Force a job to run

After a job is submitted to the LSF batch system, it remains pending until LSF batch runs it (for details on the factors that govern when and where a job starts to run, see Administering Platform LSF).

lsb_runjob()

A job can be forced to run on a specified list of hosts immediately using the following LSBLIB function:

int lsb_runjob (struct runJobRequest *runReq)

runJobReq Structure

lsb_runjob() takes the runJobRequest structure, which is defined in lsbatch.h:

struct runJobRequest {
    LS_LONG_INT  jobId;             Job ID of the job to start
    int          numHosts;          Number of hosts to run the job on
    char         **hostname;        Host names where jobs run
#define RUNJOB_OPT_NORMAL     0x01
#define RUNJOB_OPT_NOSTOP     0x02
#define RUNJOB_OPT_PENDONLY   0x04     Pending jobs only, no finished jobs
#define RUNJOB_OPT_FROM_BEGIN 0x08     Checkpoint jobs only, from beginning
#define RUNJOB_OPT_FREE       0x10     brun to use free CPUs only
    int          options;           Run job request options
    int          *slots;            Number of slots per host
}

To force a job to run, the job must have been submitted and in either PEND or FINISHED state. Only the LSF administrator or the owner of the job can start the job. lsb_runjob() restarts a job in FINISHED status.

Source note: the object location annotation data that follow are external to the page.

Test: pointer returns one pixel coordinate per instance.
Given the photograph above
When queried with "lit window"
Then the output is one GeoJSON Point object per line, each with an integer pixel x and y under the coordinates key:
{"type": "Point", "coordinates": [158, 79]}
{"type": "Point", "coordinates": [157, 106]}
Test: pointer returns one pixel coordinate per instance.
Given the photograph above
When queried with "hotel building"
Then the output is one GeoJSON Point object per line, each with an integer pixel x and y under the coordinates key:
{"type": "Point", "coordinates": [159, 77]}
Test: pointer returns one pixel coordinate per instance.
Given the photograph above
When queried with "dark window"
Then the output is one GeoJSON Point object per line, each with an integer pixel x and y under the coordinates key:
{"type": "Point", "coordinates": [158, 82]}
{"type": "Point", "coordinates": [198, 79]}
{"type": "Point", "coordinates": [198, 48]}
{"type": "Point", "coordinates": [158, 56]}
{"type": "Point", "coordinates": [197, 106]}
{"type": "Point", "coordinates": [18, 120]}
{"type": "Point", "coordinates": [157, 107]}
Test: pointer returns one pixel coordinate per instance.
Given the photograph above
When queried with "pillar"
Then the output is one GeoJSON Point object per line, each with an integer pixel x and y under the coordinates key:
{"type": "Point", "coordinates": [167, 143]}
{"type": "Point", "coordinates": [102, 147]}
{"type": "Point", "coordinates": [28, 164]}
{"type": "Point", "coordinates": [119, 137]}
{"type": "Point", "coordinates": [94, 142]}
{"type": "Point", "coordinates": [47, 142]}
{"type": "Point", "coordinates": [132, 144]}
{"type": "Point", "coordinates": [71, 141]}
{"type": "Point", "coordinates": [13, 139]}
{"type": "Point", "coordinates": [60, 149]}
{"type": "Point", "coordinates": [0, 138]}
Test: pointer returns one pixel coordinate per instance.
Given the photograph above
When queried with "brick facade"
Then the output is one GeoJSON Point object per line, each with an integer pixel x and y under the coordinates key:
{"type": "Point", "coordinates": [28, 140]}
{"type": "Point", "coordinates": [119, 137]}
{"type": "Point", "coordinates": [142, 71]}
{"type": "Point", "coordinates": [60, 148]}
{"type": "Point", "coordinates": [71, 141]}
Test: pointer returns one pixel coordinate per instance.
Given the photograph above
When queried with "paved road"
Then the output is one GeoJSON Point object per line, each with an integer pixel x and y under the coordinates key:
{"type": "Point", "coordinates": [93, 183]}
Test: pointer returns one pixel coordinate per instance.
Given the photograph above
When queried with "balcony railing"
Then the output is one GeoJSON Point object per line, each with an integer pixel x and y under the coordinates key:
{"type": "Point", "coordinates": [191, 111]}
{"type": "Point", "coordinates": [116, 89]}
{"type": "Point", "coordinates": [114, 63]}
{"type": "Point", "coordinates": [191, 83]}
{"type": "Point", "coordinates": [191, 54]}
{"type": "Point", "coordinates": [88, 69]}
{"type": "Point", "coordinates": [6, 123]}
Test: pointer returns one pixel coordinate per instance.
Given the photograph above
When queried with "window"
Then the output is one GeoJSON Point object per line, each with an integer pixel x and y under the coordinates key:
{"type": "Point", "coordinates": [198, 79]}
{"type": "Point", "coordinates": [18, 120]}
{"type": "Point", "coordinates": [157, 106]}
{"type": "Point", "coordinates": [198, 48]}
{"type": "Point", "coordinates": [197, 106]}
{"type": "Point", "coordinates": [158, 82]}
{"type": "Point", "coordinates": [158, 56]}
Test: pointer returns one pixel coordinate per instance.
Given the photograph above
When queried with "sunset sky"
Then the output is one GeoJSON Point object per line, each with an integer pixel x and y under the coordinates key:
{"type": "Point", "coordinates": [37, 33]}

A job can be run without any scheduling constraints such as job slot limits. If the job is started with the options field being 0 or RUNJOB_OPT_NORMAL, then the job is subject to the:

  • Run windows in the default queue

  • Queue threshold

  • Execution hosts for the job

To override a started, use RUNJOB_OPT_NOSTOP and the job will not be stopped due to the above mentioned load conditions. However, all LSBLIB's job manipulation APIs can still be applied to the job.

Example

The following is an example program that runs a specified job on a host that has no batch job running.

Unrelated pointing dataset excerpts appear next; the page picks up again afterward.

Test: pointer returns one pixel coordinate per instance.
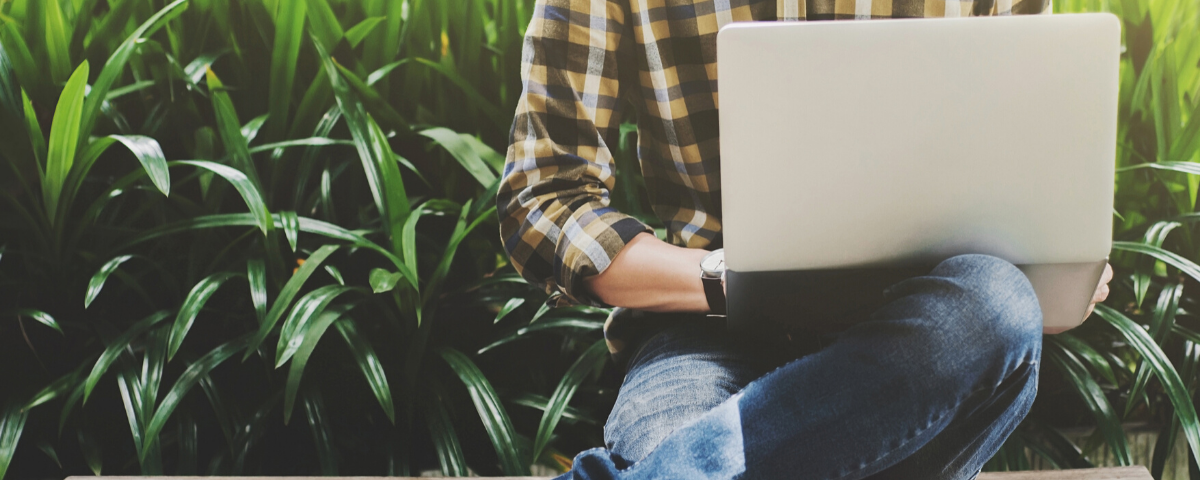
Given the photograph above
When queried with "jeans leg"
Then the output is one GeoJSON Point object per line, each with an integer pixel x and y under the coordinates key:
{"type": "Point", "coordinates": [946, 351]}
{"type": "Point", "coordinates": [677, 376]}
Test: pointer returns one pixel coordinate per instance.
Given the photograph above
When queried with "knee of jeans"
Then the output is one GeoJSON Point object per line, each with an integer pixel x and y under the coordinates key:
{"type": "Point", "coordinates": [996, 305]}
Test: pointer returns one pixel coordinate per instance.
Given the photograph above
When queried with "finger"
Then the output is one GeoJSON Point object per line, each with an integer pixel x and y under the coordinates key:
{"type": "Point", "coordinates": [1108, 274]}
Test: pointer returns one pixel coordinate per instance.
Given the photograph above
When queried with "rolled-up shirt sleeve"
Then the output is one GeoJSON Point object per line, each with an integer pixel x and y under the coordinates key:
{"type": "Point", "coordinates": [553, 201]}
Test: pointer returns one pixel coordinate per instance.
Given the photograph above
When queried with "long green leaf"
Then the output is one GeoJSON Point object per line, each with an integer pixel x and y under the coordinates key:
{"type": "Point", "coordinates": [357, 33]}
{"type": "Point", "coordinates": [310, 337]}
{"type": "Point", "coordinates": [246, 220]}
{"type": "Point", "coordinates": [445, 441]}
{"type": "Point", "coordinates": [323, 24]}
{"type": "Point", "coordinates": [55, 389]}
{"type": "Point", "coordinates": [383, 174]}
{"type": "Point", "coordinates": [256, 274]}
{"type": "Point", "coordinates": [288, 33]}
{"type": "Point", "coordinates": [287, 293]}
{"type": "Point", "coordinates": [245, 186]}
{"type": "Point", "coordinates": [369, 363]}
{"type": "Point", "coordinates": [491, 411]}
{"type": "Point", "coordinates": [229, 130]}
{"type": "Point", "coordinates": [1173, 384]}
{"type": "Point", "coordinates": [1161, 325]}
{"type": "Point", "coordinates": [587, 363]}
{"type": "Point", "coordinates": [12, 423]}
{"type": "Point", "coordinates": [475, 97]}
{"type": "Point", "coordinates": [567, 323]}
{"type": "Point", "coordinates": [1107, 421]}
{"type": "Point", "coordinates": [191, 376]}
{"type": "Point", "coordinates": [1155, 235]}
{"type": "Point", "coordinates": [1171, 258]}
{"type": "Point", "coordinates": [250, 130]}
{"type": "Point", "coordinates": [35, 132]}
{"type": "Point", "coordinates": [115, 348]}
{"type": "Point", "coordinates": [115, 64]}
{"type": "Point", "coordinates": [463, 153]}
{"type": "Point", "coordinates": [64, 138]}
{"type": "Point", "coordinates": [1087, 354]}
{"type": "Point", "coordinates": [322, 433]}
{"type": "Point", "coordinates": [513, 304]}
{"type": "Point", "coordinates": [145, 149]}
{"type": "Point", "coordinates": [97, 281]}
{"type": "Point", "coordinates": [309, 307]}
{"type": "Point", "coordinates": [196, 299]}
{"type": "Point", "coordinates": [57, 41]}
{"type": "Point", "coordinates": [300, 142]}
{"type": "Point", "coordinates": [291, 228]}
{"type": "Point", "coordinates": [383, 281]}
{"type": "Point", "coordinates": [40, 317]}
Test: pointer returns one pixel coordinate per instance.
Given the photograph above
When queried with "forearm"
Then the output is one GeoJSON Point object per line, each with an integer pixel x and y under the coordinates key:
{"type": "Point", "coordinates": [653, 275]}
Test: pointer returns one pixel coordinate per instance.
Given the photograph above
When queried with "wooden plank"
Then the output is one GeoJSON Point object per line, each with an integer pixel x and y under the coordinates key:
{"type": "Point", "coordinates": [1125, 473]}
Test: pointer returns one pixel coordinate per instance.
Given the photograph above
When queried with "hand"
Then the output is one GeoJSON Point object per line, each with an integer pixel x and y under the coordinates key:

/******************************************************

* LSBLIB -- Examples

*

* simple brun

* The program takes a job ID as the argument and runs that

* job on a vacant hosts

******************************************************/

#include <stdio.h>
#include <lsf/lsbatch.h>
#include <stdlib.h>
int main(int argc, char **argv)
{
    struct hostInfoEnt  *hInfo;  /* host information */
    int numHosts = 0;            /* number of hosts */
    int i;
    struct runJobRequest runJobReq;
        /* specification for the job to be run */
    /* check if the input is in the right format: "./simbrun
    JOBID" */
    if (argc != 2) {
        printf("Usage: %s jobId\n", argv[0]);
        exit(-1);
    }
    /* initialize LSBLIB and get the configuration environment */
    if (lsb_init(argv[0]) < 0) {
        lsb_perror("lsb_init");
        exit(-1);
    }
    /* get host information */
    hInfo = lsb_hostinfo(NULL, &numHosts);
    if (hInfo == NULL) {
        lsb_perror("lsb_hostinfo");
        exit(-1);
    }
    /* find a vacant host */
    for (i = 0; i < numHosts; i++) {
       if (hInfo[i].hStatus & (HOST_STAT_BUSY |
                              HOST_STAT_WIND | 
                              HOST_STAT_DISABLED |
                              HOST_STAT_LOCKED |
                              HOST_STAT_FULL |
                              HOST_STAT_NO_LIM |
                              HOST_STAT_UNLICENSED |
                              HOST_STAT_UNAVAIL |
                              HOST_STAT_UNREACH))
            continue;
        /* found a vacant host */
        if (hInfo[i].numJobs == 0)
            break;
    }
    /* return error message when there is no vacant host found */
    if (i == numHosts) {
        fprintf(stderr, "Cannot find vacate host to run job
                < %s >\n", argv[1]);
        exit(-1);
    }
    /* define the specifications for the job to be run (The job
    can be stopped due to load conditions) */
    runJobReq.jobId = atoi(argv[1]);
    runJobReq.options = 0;
    runJobReq.numHosts = 1;
    runJobReq.hostname = (char **)malloc(sizeof(char*));
    runJobReq.hostname[0] = hInfo[i].host;
    /* run the job and check for the success */
    if (lsb_runjob(&runJobReq) < 0) {
        lsb_perror("lsb_runjob");
        exit(-1);
    }
    exit (0);
}

On success, lsb_runjob() returns 0. On failure, returns -1 and sets lsberrno to indicate the error.